L’allenatore, arrivato appena un anno fa per rilanciare il progetto tecnico rossonero, si trova oggi in una posizione estremamente delicata. Dopo la sconfitta contro il Cagliari, il tecnico ha invocato una valutazione complessiva dell’intera stagione, senza manifestare intenzioni di lasciare spontaneamente l’incarico.
Lo scenario dell’esonero resta però concretamente sul tavolo. Allegri è legato al Milan da un contratto in scadenza nel giugno 2027, ma la proprietà starebbe valutando ogni opzione possibile per ridisegnare il progetto tecnico.
Intanto il suo nome continua a circolare anche sul mercato allenatori, con il Napoli tra i club monitorati nelle indiscrezioni delle ultime ore.
Anche Tare verso l’uscita: il nuovo Milan può cambiare volto
Non riguarda soltanto la panchina l’eventuale cambio di rotta rossonero. Anche il direttore sportivo Igli Tare viene considerato in forte discussione.

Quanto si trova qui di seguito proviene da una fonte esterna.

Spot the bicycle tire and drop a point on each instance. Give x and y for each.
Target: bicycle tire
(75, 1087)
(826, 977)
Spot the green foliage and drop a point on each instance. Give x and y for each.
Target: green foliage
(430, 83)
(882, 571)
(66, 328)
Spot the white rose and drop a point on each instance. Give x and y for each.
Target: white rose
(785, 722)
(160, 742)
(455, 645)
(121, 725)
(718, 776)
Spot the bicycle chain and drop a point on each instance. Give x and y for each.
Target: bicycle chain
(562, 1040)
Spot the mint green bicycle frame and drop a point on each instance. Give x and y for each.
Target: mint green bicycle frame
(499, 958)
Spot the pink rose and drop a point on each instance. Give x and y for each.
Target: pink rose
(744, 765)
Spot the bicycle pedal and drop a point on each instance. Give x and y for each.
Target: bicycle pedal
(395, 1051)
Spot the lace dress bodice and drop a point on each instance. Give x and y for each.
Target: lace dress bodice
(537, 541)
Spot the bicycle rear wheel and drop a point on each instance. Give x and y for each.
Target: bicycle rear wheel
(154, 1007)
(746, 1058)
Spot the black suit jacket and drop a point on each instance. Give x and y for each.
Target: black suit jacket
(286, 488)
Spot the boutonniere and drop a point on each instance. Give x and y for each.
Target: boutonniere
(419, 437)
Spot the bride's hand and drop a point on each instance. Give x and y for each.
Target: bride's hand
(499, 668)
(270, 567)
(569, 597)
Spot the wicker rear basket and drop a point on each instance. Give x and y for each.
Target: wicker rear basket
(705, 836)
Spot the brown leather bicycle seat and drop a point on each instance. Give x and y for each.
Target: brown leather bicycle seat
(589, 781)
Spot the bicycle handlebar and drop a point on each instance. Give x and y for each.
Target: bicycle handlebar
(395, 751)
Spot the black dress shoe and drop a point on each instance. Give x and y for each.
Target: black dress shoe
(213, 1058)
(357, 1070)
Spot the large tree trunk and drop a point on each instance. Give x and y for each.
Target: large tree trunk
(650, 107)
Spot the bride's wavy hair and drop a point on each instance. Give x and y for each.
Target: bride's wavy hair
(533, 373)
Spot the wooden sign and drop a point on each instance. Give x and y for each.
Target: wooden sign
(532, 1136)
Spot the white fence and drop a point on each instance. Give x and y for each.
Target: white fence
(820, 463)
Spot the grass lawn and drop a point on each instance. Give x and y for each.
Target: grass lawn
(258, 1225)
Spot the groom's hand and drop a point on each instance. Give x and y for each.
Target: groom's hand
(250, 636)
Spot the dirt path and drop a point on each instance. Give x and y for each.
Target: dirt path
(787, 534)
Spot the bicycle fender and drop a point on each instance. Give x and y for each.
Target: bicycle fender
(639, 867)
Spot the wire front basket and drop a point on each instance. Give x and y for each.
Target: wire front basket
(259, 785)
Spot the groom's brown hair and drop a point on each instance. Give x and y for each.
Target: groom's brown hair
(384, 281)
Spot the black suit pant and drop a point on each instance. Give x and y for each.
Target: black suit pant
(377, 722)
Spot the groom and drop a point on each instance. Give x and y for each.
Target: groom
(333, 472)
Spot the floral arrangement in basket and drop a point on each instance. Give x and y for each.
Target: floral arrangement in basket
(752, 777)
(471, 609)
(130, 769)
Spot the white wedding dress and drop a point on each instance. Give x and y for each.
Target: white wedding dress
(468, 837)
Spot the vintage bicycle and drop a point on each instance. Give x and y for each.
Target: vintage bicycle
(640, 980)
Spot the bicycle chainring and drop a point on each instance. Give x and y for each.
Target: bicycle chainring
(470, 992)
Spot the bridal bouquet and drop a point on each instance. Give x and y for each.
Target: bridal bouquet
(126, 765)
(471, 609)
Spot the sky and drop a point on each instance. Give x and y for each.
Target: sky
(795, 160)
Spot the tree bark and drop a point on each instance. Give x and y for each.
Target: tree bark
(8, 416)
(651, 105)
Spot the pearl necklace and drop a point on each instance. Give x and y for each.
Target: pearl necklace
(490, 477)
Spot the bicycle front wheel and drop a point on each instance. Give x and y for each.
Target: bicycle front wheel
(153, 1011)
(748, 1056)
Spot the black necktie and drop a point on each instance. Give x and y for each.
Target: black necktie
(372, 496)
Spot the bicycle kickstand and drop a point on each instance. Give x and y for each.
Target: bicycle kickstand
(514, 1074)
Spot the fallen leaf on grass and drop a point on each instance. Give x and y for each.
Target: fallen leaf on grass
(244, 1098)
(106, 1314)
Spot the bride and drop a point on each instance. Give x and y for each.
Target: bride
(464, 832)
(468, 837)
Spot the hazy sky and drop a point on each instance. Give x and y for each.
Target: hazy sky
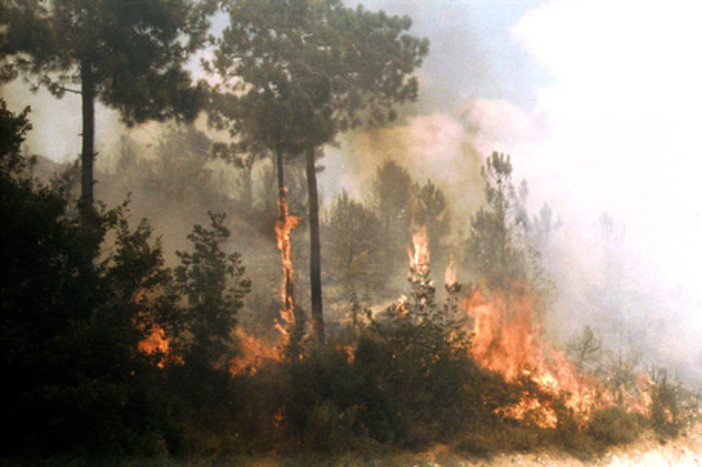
(596, 101)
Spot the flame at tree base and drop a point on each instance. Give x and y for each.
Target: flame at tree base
(283, 227)
(507, 340)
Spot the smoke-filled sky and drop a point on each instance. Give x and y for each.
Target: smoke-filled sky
(597, 102)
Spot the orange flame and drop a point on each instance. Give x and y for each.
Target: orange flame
(506, 339)
(419, 252)
(451, 273)
(252, 354)
(284, 225)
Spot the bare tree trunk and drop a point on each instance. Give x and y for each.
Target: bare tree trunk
(87, 156)
(315, 249)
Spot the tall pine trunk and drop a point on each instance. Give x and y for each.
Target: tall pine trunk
(315, 249)
(282, 220)
(87, 156)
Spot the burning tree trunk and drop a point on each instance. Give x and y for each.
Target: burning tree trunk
(284, 225)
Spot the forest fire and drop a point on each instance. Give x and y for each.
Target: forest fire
(283, 227)
(507, 340)
(252, 353)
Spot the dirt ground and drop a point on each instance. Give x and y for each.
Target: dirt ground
(647, 451)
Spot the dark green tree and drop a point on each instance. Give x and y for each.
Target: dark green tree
(431, 210)
(72, 316)
(391, 194)
(496, 249)
(128, 54)
(214, 284)
(353, 235)
(301, 71)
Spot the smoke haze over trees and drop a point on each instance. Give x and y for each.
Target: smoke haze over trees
(155, 329)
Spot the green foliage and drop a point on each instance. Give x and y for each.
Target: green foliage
(494, 249)
(311, 69)
(666, 416)
(213, 283)
(136, 50)
(73, 316)
(430, 209)
(355, 244)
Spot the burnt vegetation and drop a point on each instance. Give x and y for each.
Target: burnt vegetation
(129, 340)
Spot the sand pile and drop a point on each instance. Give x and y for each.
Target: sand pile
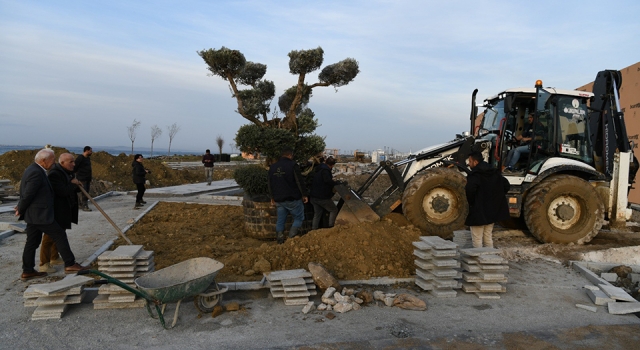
(179, 231)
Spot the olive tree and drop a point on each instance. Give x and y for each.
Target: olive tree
(295, 123)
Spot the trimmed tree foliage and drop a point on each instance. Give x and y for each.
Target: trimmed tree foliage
(266, 135)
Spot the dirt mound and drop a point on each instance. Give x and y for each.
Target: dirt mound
(180, 231)
(110, 173)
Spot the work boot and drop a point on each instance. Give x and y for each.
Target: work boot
(47, 267)
(293, 232)
(280, 237)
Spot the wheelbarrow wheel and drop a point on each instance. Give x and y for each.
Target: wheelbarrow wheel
(206, 304)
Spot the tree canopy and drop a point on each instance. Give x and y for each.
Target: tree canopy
(268, 131)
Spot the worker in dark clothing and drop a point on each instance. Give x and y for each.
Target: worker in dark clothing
(83, 174)
(486, 189)
(322, 192)
(139, 172)
(287, 193)
(208, 161)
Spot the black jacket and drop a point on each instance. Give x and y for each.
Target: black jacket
(285, 181)
(486, 189)
(83, 168)
(322, 184)
(138, 172)
(65, 201)
(36, 196)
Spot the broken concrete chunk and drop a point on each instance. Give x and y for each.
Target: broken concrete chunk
(343, 307)
(378, 295)
(365, 295)
(587, 307)
(341, 298)
(329, 292)
(609, 276)
(308, 308)
(409, 302)
(389, 301)
(262, 265)
(322, 277)
(598, 297)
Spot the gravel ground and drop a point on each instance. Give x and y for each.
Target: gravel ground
(538, 311)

Molto vicino professionalmente ad Allegri, l’ex dirigente della Lazio sarebbe progressivamente scivolato ai margini del progetto nelle ultime settimane. Un segnale interpretato da diversi osservatori come possibile anticipazione di una separazione ormai concreta.
L’assenza di Tare da recenti incontri strategici della proprietà ha ulteriormente alimentato le voci su un possibile riassetto dell’area sportiva.
Milan, inizia il dopo-fallimento: Cardinale prepara un nuovo ciclo
Il mancato accesso alla Champions non rappresenta soltanto una delusione sportiva: rischia di diventare il punto di rottura di un’intera fase gestionale.
Proprietà, dirigenza, area tecnica e panchina: nessun settore del club sembra oggi escluso da una revisione profonda. La sensazione che emerge da Milano è quella di un Milan pronto a ridefinire identità, leadership e strategia.
Le prossime ore potrebbero chiarire se si tratterà di semplici correzioni di rotta o dell’avvio di una vera rivoluzione firmata Gerry Cardinale.